Mr. Fenster was originally arrested at Yangon International Airport on May 24 as he was preparing to board an airplane to meet his family, who were living in Detroit. For the past half a year he was detained at Insein Prison, which is known for its poor conditions and severe treatment of political prisoners.

The military court is pressing three charges against Mr. Fenster based on articles published by the independent news service Myanmar Now, where he previously worked. The military government had declared in March 2021 that the publication spreads harmful information regarding the military and breached a law entitled “the unlawful association legislation,” which stipulates that the president can declare any organization or group of people a danger to the public peace.

Although Mr. Fenster had already quit his job at Myanmar Now (he left the company in July 2020) and is now the managing editor of the online site Frontier Myanmar, the prosecution argued that official records did not accurately reflect where he was employed, which suggested that he was still working for the now-outlawed publication Myanmar Now.

“The court blames Danny for the news written in Myanmar Now but failed to mention which stories in Myanmar Now caused Danny to be charged,” said Mr. Than Zaw Aung, Mr. Fenster’s attorney (New York Times) .

He received the three-year maximum prison term for both broadcasting information harmful to the military and violating the Unlawful Association Act. He also received a maximum sentence of five years for violating Myanmar’s immigration law. 

The treatment of Danny Fenster has angered advocates for press freedom around the world and many spoke out for his immediate release.
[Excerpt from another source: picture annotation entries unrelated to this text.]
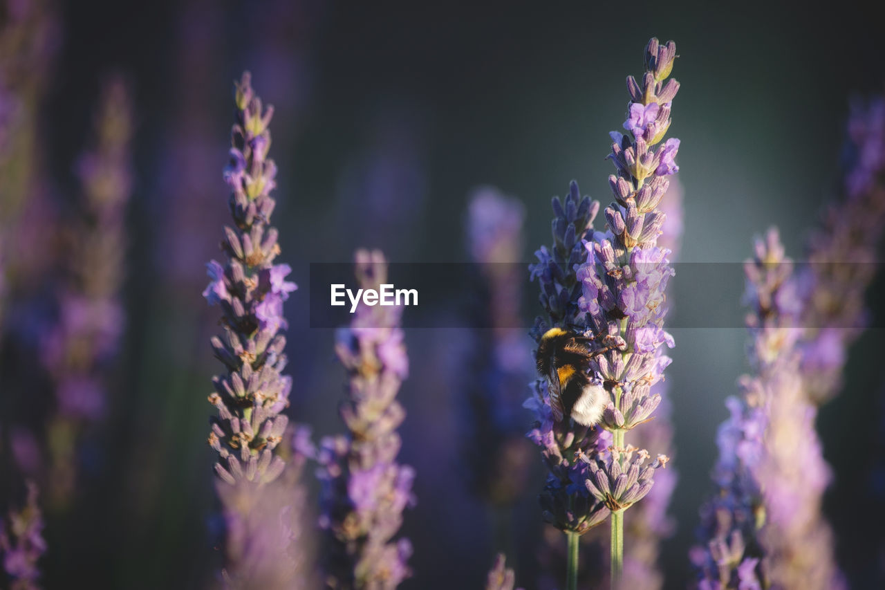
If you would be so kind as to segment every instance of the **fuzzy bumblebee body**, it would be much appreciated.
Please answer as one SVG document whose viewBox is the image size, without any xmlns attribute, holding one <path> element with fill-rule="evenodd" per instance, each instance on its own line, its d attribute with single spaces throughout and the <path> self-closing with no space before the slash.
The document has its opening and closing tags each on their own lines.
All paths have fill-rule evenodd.
<svg viewBox="0 0 885 590">
<path fill-rule="evenodd" d="M 535 355 L 538 372 L 550 382 L 550 408 L 557 422 L 571 416 L 579 424 L 593 426 L 608 405 L 608 392 L 590 381 L 588 371 L 597 352 L 592 338 L 550 328 L 541 337 Z"/>
</svg>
“There is absolutely no basis to convict Danny of these charges,” said Thomas Kean, Frontier’s editor in chief. (NPR) “His legal team clearly demonstrated to the court that he had resigned from Myanmar Now and was working for Frontier from the middle of last year.”

He added: “Everyone at Frontier is disappointed and frustrated at this decision. We just want to see Danny released as soon as possible so he can go home to his family.” (NPR)

For the past years, the Myanmar government has enacted a campaign of oppressing press freedom, arresting about 100 journalists, and shutting down numerous critical media outlets. Some of these outlawed publications have continued to operate, choosing to publish online while its staff members are constantly under the threat of arrest. Around four dozen journalists still remain in prison.

Citizens have organized peaceful protests that were put down with merciless lethal force. Around 10,000 were arrested and 1,200 were found dead. 

“We also recognize Danny is one of many journalists in Myanmar who have been unjustly arrested simply for doing their job,” said Mr. Kean, the editor in chief at Frontier Myanmar (New York Times). “We call on the military regime to release all of the journalists who remain behind bars in Myanmar.”

In addition to arresting journalists, the Myanmar courts have begun giving harsh sentences to politicians who have spoken out against the military. A former local government chief was sentenced to 90 years in prison for six counts of corruption, while a former top state official was sentenced to 75 years in prison for five counts of corruption. For each count, the maximum punishment was fifteen years.

U.N. experts are warning the American government of further brutality from the Myanmar government. Some speculate that the arrest of Danny Fenster serves to intimidate other journalists from publishing negative opinions regarding the militaristic government and also to warn the U.S. from disrupting Myanmar’s global trade.